Image by: Maria Teneva
About System Design, Chapter 2
Published on: February 3, 2025
In this second part of the series, I’ll focus on key properties that affect how systems behave: Consistency, Availability, Partition Tolerance, Latency, Durability, Fault Tolerance, and Scalability.
Table of Contents
- Introduction
- Consistency
- Availability
- Latency
- Durability
- Fault Tolerance
- Scalability
- Conclusion
- References
Introduction
In the first part of this series, I introduced some fundamental system design concepts. Now, in this second part, I’ll focus on key properties that affect how systems behave: Consistency, Availability, Partition Tolerance, Latency, Durability, Fault Tolerance, and Scalability.

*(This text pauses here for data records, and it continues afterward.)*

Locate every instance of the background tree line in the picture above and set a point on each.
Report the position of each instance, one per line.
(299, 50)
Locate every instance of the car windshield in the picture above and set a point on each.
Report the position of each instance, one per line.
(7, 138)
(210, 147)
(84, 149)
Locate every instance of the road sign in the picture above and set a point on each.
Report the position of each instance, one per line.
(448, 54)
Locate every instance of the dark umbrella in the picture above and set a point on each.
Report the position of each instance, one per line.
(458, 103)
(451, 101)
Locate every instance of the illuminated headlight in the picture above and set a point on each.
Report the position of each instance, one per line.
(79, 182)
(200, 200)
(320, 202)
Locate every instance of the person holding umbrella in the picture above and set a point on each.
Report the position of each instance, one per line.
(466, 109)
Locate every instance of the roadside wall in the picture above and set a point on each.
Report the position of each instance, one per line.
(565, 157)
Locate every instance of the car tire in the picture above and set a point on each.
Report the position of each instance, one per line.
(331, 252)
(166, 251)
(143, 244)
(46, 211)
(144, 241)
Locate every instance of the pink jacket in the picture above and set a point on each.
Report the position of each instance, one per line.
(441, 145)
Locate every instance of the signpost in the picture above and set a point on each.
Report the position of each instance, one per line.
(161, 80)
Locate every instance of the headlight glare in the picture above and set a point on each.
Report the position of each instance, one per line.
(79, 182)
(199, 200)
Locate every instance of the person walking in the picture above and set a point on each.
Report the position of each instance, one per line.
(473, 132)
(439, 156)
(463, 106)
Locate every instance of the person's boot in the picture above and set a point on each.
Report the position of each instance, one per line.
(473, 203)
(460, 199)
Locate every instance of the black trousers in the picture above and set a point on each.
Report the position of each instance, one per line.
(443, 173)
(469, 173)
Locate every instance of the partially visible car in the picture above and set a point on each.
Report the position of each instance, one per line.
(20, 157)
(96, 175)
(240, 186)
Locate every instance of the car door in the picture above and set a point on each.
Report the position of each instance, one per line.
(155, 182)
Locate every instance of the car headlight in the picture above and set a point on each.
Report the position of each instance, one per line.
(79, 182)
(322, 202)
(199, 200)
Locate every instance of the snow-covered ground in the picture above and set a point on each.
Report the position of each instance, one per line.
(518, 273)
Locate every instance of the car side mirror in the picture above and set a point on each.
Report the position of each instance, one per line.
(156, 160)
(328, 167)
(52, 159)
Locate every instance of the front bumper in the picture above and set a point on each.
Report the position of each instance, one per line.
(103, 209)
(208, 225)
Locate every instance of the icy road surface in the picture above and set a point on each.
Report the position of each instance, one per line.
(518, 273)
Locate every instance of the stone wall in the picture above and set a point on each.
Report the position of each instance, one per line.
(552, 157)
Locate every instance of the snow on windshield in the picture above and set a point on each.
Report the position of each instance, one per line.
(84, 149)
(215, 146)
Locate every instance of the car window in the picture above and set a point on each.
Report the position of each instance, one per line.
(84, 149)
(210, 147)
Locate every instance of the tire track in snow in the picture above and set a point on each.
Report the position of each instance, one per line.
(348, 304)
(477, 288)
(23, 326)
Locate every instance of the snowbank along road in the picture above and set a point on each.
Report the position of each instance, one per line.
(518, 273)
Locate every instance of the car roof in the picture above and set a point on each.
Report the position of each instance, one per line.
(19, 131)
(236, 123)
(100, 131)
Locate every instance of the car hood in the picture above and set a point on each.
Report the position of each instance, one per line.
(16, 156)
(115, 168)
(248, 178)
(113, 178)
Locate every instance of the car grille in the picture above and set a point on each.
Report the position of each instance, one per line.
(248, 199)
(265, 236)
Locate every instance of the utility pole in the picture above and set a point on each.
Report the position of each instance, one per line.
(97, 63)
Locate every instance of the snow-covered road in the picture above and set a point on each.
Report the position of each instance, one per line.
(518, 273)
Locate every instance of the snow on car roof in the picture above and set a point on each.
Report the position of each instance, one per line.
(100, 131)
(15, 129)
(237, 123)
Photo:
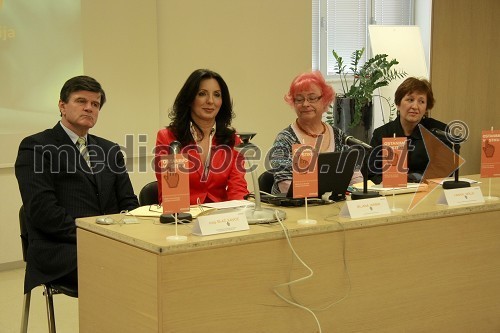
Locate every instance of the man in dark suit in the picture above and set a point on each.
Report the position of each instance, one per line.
(61, 180)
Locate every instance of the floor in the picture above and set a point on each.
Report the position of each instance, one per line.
(11, 304)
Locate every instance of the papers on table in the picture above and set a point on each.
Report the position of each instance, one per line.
(441, 181)
(157, 210)
(409, 188)
(229, 204)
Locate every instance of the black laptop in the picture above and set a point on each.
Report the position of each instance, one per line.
(335, 170)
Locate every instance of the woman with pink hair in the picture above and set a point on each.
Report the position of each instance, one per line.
(310, 96)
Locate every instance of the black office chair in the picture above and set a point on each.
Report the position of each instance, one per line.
(149, 194)
(49, 289)
(266, 181)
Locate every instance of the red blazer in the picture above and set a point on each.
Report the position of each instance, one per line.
(226, 175)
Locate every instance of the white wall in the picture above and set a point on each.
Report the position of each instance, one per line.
(143, 51)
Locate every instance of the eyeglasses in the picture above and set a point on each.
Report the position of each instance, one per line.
(310, 99)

These concepts help us understand how systems handle failures, performance, and growth. I’ll explain each one in a simple way with practical examples. Let’s get started!
Consistency
Consistency means that a system or data remains correct and aligned with certain rules and expectations at all times.
Data Consistency
It means that a dataset or database is always in a valid and consistent state. Example, in an e-commerce site, if a product shows 10 items in stock but goes negative when multiple users buy it, that is an inconsistency.
It is an important part of ACID (Atomicity, Consistency, Isolation, Durability), especially in relational databases. Example, in a banking system, when money is withdrawn from an account, the same amount should be deducted elsewhere. If one part updates but the other does not, it creates an inconsistency.
Okay, what is the ACID?
- Atomicity: A single operation is either completed or not at all.

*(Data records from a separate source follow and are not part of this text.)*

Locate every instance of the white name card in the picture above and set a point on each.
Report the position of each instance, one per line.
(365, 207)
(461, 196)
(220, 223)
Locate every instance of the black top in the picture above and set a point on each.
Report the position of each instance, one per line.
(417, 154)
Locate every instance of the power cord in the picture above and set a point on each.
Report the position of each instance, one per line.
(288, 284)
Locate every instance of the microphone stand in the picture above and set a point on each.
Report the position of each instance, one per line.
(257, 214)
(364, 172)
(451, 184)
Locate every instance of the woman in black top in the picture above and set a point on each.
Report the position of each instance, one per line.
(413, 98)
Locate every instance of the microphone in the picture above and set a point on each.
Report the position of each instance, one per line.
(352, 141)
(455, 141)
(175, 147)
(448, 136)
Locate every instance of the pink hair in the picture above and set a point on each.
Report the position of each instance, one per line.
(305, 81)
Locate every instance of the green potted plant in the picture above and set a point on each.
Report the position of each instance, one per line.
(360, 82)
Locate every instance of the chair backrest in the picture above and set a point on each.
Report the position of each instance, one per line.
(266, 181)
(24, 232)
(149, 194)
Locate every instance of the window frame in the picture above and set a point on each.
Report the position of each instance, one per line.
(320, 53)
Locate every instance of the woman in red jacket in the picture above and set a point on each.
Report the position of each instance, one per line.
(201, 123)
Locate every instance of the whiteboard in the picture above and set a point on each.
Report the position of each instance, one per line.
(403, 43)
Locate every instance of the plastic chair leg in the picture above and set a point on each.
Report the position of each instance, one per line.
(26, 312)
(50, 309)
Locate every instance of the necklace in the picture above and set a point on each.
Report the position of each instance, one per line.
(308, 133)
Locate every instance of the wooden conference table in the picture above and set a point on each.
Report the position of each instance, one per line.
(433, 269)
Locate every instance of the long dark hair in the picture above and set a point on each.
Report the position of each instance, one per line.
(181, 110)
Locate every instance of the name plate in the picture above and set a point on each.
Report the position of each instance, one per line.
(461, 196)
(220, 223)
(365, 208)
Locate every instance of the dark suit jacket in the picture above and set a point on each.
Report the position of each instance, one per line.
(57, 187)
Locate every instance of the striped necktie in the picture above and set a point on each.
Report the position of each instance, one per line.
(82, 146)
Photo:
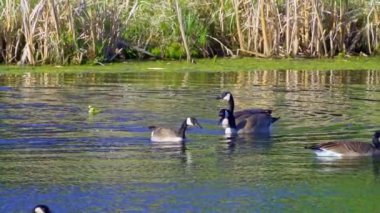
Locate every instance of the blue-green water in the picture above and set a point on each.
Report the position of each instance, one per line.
(53, 152)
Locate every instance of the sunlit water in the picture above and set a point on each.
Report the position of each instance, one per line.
(53, 152)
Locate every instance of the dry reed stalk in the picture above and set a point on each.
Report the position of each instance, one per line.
(236, 4)
(182, 30)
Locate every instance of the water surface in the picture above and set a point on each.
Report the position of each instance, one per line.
(53, 152)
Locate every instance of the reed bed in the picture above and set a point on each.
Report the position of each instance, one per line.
(80, 31)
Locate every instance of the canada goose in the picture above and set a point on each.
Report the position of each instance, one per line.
(347, 148)
(160, 134)
(263, 116)
(257, 124)
(41, 209)
(227, 120)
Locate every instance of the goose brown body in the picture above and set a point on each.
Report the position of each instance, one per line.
(348, 148)
(250, 121)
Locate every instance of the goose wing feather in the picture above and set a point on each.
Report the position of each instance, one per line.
(162, 131)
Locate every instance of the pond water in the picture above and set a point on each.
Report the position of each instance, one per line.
(53, 152)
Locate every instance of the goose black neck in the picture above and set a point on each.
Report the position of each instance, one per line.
(231, 103)
(231, 120)
(182, 129)
(375, 140)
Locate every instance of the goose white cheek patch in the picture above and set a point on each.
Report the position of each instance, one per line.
(227, 97)
(225, 123)
(189, 122)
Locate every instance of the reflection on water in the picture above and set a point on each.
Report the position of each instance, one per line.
(52, 151)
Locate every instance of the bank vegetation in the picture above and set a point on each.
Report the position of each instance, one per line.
(80, 31)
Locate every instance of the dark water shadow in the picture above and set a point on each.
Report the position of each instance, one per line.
(349, 164)
(255, 143)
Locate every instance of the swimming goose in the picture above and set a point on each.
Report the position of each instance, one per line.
(258, 124)
(41, 209)
(347, 148)
(160, 134)
(262, 115)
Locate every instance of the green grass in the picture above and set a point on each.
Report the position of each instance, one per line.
(211, 65)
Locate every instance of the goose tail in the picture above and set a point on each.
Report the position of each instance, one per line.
(274, 119)
(152, 127)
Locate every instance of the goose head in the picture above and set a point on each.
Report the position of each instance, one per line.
(227, 119)
(225, 96)
(190, 121)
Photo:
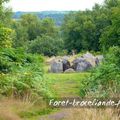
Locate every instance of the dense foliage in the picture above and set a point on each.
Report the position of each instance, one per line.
(105, 79)
(46, 45)
(93, 29)
(21, 74)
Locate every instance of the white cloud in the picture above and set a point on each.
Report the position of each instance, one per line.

- Consistency: The database is always in a valid and consistent state.
- Isolation: The operations are independent of each other.

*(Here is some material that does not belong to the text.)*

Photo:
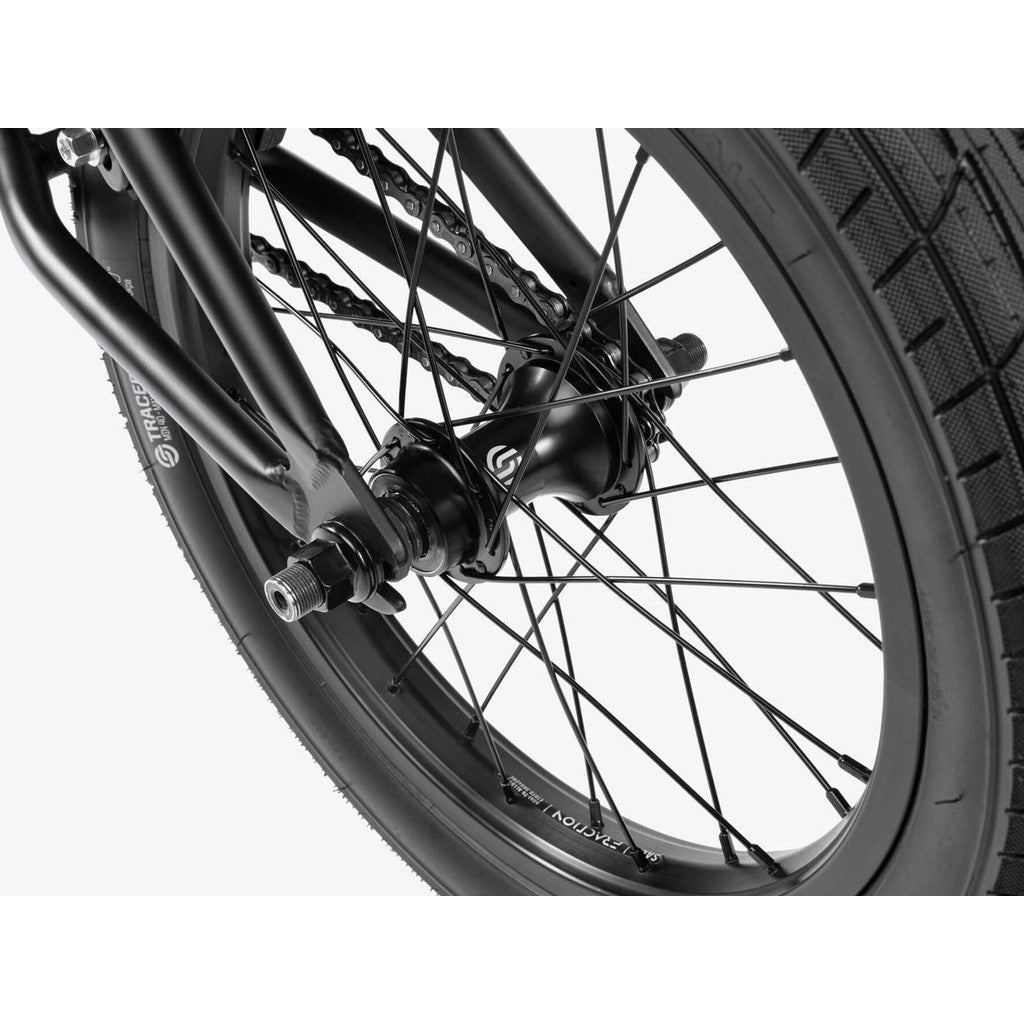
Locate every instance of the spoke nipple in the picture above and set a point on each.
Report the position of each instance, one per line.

- Durability: Once a transaction is committed, it remains in the database even after a system failure.
We don’t need to go deeper into these concepts for now—just knowing what they are is enough.
Consistency in Distributed Systems
In a system spread across multiple servers or data centers, all nodes must have the same data or update it in a specific way.
They are primarily two types of consistency models that can be used in distributed systems:
- Strong Consistency: Ensures that all nodes must have the same data at the same time.
- Eventual Consistency: Ensures that all nodes will have the same data, but not immediately.
We get approximately a table like this.
Feature | Strong Consistency | Eventual Consistency |
---|---|---|
Speed | Slower due to synchronization overhead. | Faster because updates propagate asynchronously. |
Availability | Lower, as system may reject requests during synchronization. | Higher, as updates are accepted without waiting for synchronization. |
Use Cases | Financial systems, critical applications. | Social media feeds, caching systems. |
Complexity | More complex due to strict coordination. | Simpler and more scalable. |
Trade-off | More consistent data, but slower operations. | Faster operations, but less consistent data. |
Okay, let’s see a diagram to understand this better.
graph TD; A[n = Total Replicas] -->|Read from r replicas| B(Read Process); A -->|Write to w replicas| C(Write Process); B --> D{r + w > n ?}; C --> D; D -->|Yes| E(Strong Consistency); D -->|No| F(Eventual Consistency);
- If r + w > n, the system has strong consistency. This is because reading and writing overlap at least in one replica, ensuring that all reads get the latest data.
- If r + w ≤ n, the system has eventual consistency. This means the data read might be outdated sometimes, but it will be updated over time.
For a practical example, you can check out my simple implementation using Go and Redis at github.com/yplog/consistency-demo.
Availability
Availability is a critical concept in distributed systems to ensure that the system is always accessible. Techniques like redundancy, fault tolerance, partition tolerance, and load balancing help improve availability in system design.
Availability is usually measured by uptime percentage:
- 99% (Two Nines) → ~3.65 days of downtime per year
- 99.9% (Three Nines) → ~8.76 hours of downtime per year
- 99.99% (Four Nines) → ~52.6 minutes of downtime per year
- 99.999% (Five Nines) → ~5.26 minutes of downtime per year
Partition Tolerance
Partition Tolerance means that a distributed system can keep working even if there are network partitions.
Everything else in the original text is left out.